En introduction, deux frères, Pedro et Jimi, sont confrontés à des événements étranges qu'ils imputent à un homme que tout le monde dit possédé. Ce prologue impose la particularité d'une œuvre extrêmement maîtrisée, convoquant des relents de western et de film de rednecks délocalisé dans la campagne argentine. Il ne s'agit pourtant que d'une simple mise en bouche quant au cauchemar à venir et au cocktail épicé, secoué avec rage par un cinéaste assurément doué.
Hache, gore, tuerie et tradition
Imprévisible, Rugna alterne horreur suggestive (science avérée du hors-champs) et violence ultra frontale (vous êtes prévenus). Il embrasse pleinement une tradition du gore crapoteux et pose des règles strictes qui ne vont cesser de nourrir son projet de cinéma. Pour combattre le mal à l'œuvre, point d'armes à feu, son éradication doit se faire de manière plus brutale, « à l'ancienne ».
En découle une sauvagerie viscérale inattendue, passant outre certains tabous filmiques, sans pour autant verser dans la complaisance crasse. Au contraire, au cœur de ce récit apocalyptique, le réalisateur filme des êtres en marge, imparfaits, abandonnés par la société, sans jugement moral ni romantisation (les personnages ne sont pas sympathiques).
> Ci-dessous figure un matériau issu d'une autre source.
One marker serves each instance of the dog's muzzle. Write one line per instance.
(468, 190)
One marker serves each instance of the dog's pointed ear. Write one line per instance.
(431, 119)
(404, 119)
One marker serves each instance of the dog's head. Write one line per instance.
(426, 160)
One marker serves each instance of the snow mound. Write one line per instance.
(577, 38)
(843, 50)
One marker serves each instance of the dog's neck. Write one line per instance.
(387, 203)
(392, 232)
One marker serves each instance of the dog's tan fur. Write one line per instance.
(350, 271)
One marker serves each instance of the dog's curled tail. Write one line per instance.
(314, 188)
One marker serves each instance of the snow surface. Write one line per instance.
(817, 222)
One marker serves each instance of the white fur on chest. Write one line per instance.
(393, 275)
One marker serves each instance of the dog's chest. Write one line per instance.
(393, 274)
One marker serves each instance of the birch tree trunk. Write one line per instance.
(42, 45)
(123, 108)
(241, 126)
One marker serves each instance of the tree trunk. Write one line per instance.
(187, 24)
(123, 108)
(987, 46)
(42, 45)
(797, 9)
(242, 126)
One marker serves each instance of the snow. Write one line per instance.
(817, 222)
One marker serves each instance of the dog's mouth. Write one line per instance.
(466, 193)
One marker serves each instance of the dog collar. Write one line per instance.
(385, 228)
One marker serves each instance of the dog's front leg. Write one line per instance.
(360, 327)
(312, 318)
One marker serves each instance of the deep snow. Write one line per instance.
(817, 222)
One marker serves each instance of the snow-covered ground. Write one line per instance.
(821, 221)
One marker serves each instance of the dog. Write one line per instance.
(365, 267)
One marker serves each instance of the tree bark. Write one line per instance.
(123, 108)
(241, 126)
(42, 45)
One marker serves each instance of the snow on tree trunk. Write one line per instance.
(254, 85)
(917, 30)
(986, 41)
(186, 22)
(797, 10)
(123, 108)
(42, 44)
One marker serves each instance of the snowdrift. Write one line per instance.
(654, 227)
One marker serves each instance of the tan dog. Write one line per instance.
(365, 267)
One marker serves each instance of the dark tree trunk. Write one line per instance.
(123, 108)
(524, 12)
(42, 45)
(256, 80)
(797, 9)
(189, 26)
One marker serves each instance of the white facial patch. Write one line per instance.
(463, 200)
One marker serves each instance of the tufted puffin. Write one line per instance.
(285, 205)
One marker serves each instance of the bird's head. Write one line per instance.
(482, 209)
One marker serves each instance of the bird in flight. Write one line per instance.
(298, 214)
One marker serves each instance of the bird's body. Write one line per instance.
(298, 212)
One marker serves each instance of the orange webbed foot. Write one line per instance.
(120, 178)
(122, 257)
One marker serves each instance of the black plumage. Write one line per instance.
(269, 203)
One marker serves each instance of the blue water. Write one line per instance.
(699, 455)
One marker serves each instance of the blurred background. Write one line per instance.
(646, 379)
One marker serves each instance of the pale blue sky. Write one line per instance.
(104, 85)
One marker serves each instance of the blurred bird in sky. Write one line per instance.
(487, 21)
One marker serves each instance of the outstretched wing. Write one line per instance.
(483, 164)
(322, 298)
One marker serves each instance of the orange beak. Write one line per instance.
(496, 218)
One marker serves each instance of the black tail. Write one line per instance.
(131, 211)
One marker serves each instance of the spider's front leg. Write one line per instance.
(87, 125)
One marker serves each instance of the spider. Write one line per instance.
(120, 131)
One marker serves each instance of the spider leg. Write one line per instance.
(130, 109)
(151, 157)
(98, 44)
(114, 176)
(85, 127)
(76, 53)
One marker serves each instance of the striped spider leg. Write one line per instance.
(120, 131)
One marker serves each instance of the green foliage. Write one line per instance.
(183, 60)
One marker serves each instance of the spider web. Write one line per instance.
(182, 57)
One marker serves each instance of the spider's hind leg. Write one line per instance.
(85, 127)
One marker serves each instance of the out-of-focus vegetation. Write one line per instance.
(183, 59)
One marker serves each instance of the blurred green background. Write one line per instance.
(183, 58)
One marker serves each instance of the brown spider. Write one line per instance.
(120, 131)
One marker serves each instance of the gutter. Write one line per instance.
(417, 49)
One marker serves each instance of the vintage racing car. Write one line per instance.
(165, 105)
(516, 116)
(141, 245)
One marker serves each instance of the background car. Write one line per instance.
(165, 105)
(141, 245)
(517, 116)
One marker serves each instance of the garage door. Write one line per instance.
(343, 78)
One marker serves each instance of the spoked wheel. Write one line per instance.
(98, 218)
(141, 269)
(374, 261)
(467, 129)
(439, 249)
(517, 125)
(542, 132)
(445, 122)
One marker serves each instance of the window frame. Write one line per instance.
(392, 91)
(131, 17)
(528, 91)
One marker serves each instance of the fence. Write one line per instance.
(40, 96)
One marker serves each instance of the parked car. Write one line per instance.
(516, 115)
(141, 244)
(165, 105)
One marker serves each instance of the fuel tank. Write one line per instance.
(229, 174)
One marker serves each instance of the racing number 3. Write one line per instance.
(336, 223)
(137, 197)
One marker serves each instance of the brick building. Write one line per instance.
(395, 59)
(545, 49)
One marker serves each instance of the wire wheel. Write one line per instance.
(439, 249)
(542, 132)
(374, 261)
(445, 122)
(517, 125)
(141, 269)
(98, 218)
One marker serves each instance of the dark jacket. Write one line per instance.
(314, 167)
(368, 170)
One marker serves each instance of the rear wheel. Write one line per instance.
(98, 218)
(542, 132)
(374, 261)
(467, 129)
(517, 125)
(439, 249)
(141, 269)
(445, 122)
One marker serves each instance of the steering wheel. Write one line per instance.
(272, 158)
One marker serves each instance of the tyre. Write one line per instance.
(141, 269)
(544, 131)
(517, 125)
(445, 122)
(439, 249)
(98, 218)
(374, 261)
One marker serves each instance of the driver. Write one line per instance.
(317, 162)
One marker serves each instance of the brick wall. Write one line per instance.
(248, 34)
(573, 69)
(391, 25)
Ces individus, dont le passé parfois sombre n'est pas dissimulé, se refusent à baisser les bras face à la menace et acceptent de se salir les mains. Derrière l'allégorie, c'est aussi une population argentine à cran qui apparaît sur l'écran, celle qui quelques mois plus tard, entre colère et désespoir, portera au pouvoir le populiste Javier Milei. En connaissance de l'issue du scrutin, un sentiment de fatalité imprègne la pellicule.
... et l'enfer le suivait
When evil lurks cherche moins à révolutionner le genre, qu'à harmoniser des courants variés et des sources d'inspiration diverses, tant sur le plan de la période (l'horreur seventies sanctifiée par Massacre à la tronçonneuse) que celui de la géographie (The Strangers, Les Révoltés de l'an 2000 ou le méconnu The Children). Le cinéaste impose sa singularité en embrassant son décorum.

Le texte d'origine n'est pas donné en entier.